Numbness Never Gives You Meaning or Hope
By Peter
During your mental health care, have you often felt hopeful about your chance of getting better?
Yes. I read accounts of people who have recovered after being diagnosed with Schizophrenia. My own experience on medication seemed hopeless, but I was determined not to give up, and chose to risk the stigma of being “uncompliant”, and the rough ride of worsening psychosis and mania when tapering off neuroleptics in order to try a non medicated approach.
During your mental health care, have you often felt hopeless about your chance of getting better?
Yes. The sensation of incapacity and confusion while on neuroleptics was devastating to my sense of worth and I had no ambition or interest in anything. It was a living death. Suicide promised relief from the inescapable sense of emptiness. My psychiatrist told me that I was very ill, and that the medicine could not be causing my psychosis. That made me really angry and distrustful of the psychiatric profession, and kick-started my search for an alternative.
Has a mental health provider ever told you that you could not reach a personal goal because of your psychiatric diagnosis (for example, education, career, independent housing, relationship, children, etc.)?
No. Not explicitly, but my psychiatrist showed disapproval for my determination to study academic and research texts on bipolar disorder and psychosis while in hospital and on Paliperidone. She knew my cognitive functions would take a knock on the drug, it seems.
If you overcame hopelessness that you could get better from a mental health or emotional problem, was there a turning point for you?
It came about in two ways. The first was when I eliminated the drugs that were causing me such cognitive incapacity and avolition. The second was probably pre-emptive of the first, and was the accounts by various people who maintained that there could be recovery off drugs.
Tell us what recovery means to you. How would you define recovery from mental health or emotional problems in your own words?
Recovery to me means being able to function adequately in my marriage as a husband, and as an actively supportive father to my children. It includes overcoming my life long social inadequacies, and most importantly, to be able to earn a reasonable living. It means being able to make a meaningful and reliable contribution to the lives of others.
If you could send a brief message to someone receiving mental health care today who is feeling hopeless about getting better, what would you say?

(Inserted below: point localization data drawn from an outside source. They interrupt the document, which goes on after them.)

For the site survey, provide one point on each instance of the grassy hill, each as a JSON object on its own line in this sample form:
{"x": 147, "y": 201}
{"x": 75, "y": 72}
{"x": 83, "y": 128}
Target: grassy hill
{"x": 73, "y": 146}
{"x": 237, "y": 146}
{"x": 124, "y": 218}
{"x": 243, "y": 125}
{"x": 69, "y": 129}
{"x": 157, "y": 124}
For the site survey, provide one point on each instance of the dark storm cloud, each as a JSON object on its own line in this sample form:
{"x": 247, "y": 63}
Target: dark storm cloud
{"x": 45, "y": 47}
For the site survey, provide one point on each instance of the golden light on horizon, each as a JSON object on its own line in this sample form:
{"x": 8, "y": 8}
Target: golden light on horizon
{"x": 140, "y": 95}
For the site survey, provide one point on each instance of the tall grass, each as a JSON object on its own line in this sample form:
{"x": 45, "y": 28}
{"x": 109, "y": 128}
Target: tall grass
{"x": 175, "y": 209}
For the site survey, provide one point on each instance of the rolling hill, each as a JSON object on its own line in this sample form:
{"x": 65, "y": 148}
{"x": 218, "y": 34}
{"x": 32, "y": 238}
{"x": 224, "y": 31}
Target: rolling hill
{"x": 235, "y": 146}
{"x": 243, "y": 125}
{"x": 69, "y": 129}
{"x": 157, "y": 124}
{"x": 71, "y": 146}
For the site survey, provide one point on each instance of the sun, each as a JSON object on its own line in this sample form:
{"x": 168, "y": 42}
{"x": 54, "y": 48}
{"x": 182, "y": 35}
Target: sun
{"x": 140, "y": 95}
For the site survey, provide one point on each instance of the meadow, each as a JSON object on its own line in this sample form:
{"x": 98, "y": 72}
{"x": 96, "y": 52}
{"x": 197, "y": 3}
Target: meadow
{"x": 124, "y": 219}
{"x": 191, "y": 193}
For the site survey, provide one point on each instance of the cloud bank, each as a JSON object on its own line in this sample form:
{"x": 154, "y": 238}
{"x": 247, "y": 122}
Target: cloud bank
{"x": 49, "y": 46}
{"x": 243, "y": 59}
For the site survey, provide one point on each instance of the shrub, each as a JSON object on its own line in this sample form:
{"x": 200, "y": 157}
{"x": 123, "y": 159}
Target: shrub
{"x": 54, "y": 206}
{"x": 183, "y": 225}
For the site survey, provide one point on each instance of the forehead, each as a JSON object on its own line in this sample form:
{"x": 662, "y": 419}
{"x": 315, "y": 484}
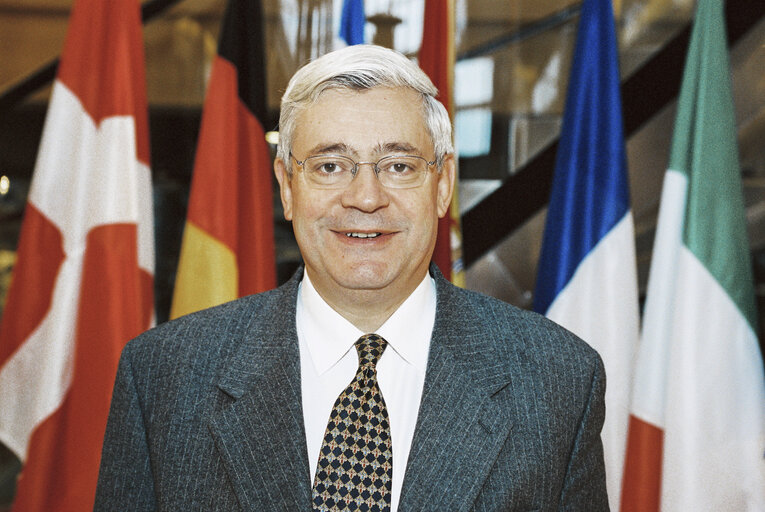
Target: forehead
{"x": 363, "y": 122}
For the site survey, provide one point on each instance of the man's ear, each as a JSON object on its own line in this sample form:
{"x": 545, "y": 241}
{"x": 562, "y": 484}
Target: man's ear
{"x": 446, "y": 180}
{"x": 285, "y": 187}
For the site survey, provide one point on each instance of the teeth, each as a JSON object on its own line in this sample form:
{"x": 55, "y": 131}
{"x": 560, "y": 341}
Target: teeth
{"x": 363, "y": 235}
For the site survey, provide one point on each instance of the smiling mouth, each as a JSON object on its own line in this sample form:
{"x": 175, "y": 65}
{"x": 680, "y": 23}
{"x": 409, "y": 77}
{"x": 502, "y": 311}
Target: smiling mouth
{"x": 362, "y": 235}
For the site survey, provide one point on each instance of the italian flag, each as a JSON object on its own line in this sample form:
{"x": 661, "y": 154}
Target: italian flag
{"x": 82, "y": 286}
{"x": 227, "y": 249}
{"x": 697, "y": 430}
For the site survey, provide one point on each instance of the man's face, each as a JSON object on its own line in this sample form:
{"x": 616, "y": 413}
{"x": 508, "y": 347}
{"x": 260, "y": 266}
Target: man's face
{"x": 366, "y": 236}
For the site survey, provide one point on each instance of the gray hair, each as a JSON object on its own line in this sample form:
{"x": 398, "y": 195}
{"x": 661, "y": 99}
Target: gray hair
{"x": 358, "y": 68}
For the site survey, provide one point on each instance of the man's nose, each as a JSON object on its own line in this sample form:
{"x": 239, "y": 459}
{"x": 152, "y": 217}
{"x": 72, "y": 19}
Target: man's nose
{"x": 365, "y": 192}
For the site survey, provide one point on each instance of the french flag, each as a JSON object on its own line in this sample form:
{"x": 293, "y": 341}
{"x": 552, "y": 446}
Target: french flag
{"x": 587, "y": 277}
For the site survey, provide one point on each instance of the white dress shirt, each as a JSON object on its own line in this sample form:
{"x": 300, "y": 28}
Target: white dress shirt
{"x": 328, "y": 363}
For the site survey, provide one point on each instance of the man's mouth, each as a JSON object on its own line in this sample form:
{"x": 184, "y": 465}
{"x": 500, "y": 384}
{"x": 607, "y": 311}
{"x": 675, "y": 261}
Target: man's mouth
{"x": 354, "y": 234}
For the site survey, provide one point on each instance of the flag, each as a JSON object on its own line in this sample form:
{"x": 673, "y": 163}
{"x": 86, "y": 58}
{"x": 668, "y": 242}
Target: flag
{"x": 587, "y": 274}
{"x": 697, "y": 430}
{"x": 436, "y": 58}
{"x": 82, "y": 286}
{"x": 352, "y": 22}
{"x": 227, "y": 250}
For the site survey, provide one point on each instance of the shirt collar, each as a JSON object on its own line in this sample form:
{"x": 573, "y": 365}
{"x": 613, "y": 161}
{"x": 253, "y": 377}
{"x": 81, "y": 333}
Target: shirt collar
{"x": 330, "y": 336}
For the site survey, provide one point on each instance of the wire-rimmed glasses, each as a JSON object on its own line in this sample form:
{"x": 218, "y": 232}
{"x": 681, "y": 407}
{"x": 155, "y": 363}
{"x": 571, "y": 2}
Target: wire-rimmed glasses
{"x": 337, "y": 171}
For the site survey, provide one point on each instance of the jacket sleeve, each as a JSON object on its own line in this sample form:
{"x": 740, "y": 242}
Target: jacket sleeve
{"x": 125, "y": 476}
{"x": 585, "y": 484}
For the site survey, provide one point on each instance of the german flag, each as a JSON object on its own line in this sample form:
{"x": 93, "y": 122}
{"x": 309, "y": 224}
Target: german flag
{"x": 228, "y": 242}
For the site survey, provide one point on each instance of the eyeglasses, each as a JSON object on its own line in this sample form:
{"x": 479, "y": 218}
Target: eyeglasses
{"x": 337, "y": 171}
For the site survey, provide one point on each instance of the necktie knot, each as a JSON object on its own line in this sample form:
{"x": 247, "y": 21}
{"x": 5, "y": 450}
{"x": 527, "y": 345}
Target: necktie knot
{"x": 370, "y": 347}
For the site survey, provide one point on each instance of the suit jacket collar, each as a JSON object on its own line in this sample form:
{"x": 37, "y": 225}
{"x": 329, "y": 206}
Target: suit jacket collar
{"x": 260, "y": 433}
{"x": 460, "y": 426}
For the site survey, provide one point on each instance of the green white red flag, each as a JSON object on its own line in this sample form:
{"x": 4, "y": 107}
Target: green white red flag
{"x": 697, "y": 430}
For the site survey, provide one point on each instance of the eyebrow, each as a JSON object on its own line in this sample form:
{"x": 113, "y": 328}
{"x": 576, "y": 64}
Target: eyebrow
{"x": 380, "y": 149}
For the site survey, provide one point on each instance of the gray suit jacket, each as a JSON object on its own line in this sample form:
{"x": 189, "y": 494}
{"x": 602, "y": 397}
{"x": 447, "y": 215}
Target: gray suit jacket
{"x": 207, "y": 414}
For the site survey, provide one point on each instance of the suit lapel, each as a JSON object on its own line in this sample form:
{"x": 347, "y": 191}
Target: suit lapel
{"x": 460, "y": 427}
{"x": 259, "y": 431}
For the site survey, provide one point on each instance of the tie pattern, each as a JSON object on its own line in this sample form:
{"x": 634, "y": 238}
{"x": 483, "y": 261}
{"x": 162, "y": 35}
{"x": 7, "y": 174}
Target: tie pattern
{"x": 356, "y": 463}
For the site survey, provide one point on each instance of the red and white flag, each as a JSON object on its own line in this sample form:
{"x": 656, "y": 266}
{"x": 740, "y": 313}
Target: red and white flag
{"x": 436, "y": 58}
{"x": 82, "y": 286}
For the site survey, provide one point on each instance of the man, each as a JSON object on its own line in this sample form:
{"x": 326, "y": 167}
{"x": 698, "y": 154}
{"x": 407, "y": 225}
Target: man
{"x": 473, "y": 404}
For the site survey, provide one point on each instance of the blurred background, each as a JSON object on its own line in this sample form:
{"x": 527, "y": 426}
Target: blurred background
{"x": 512, "y": 66}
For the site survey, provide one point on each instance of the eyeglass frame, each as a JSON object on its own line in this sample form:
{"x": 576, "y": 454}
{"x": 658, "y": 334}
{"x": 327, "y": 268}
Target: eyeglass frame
{"x": 375, "y": 167}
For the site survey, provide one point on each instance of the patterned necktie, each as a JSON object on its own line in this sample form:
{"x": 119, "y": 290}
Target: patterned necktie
{"x": 356, "y": 463}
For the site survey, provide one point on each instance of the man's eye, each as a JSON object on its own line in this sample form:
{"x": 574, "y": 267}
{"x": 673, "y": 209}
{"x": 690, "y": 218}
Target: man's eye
{"x": 329, "y": 167}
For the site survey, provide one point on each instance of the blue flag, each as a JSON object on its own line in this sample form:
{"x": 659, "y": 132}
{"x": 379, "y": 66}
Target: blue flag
{"x": 352, "y": 22}
{"x": 586, "y": 278}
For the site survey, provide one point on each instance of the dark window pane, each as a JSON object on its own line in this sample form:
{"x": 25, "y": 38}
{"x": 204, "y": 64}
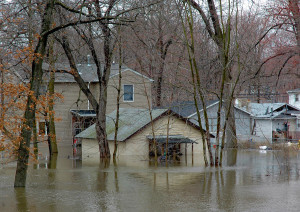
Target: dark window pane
{"x": 128, "y": 93}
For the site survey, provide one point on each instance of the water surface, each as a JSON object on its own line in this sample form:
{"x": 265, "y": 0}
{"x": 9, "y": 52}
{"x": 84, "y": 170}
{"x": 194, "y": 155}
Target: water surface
{"x": 249, "y": 180}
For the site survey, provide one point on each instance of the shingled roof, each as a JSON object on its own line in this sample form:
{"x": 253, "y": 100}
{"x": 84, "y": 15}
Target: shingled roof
{"x": 87, "y": 71}
{"x": 131, "y": 120}
{"x": 188, "y": 108}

The trouble with the term “mental health care” is the last two words are frequently false advertising and are costly to your physical health. If you are relying on psychiatric drugs and are feeling empty and hopeless, remember they aren’t just pain killers – they are often emotion and motivation killers. Numbness never gives you meaning or hope. Look for help from someone who is concerned about the meaning of your suffering, and cares enough to help you work through it.
Can you give examples showing you have gotten better from a mental or emotional problem, such as how you are doing well or accomplishing goals you have chosen?
I don’t find myself contemplating suicide very often anymore. I give people hugs, and don’t fear that they are plotting evil against me. I’m making better headway with reading and remembering key arguments. I’ve been enthusiastic about my prospects for re-opening my business and have been putting together a business strategy. I’m becoming less impulsive. I still get angry, but respond with more restraint and am getting better at managing my triggers. I have made some life choices about the sort of work that is wise for me to take on, and what I should best steer away from, in order to keep my meaning high and stress down.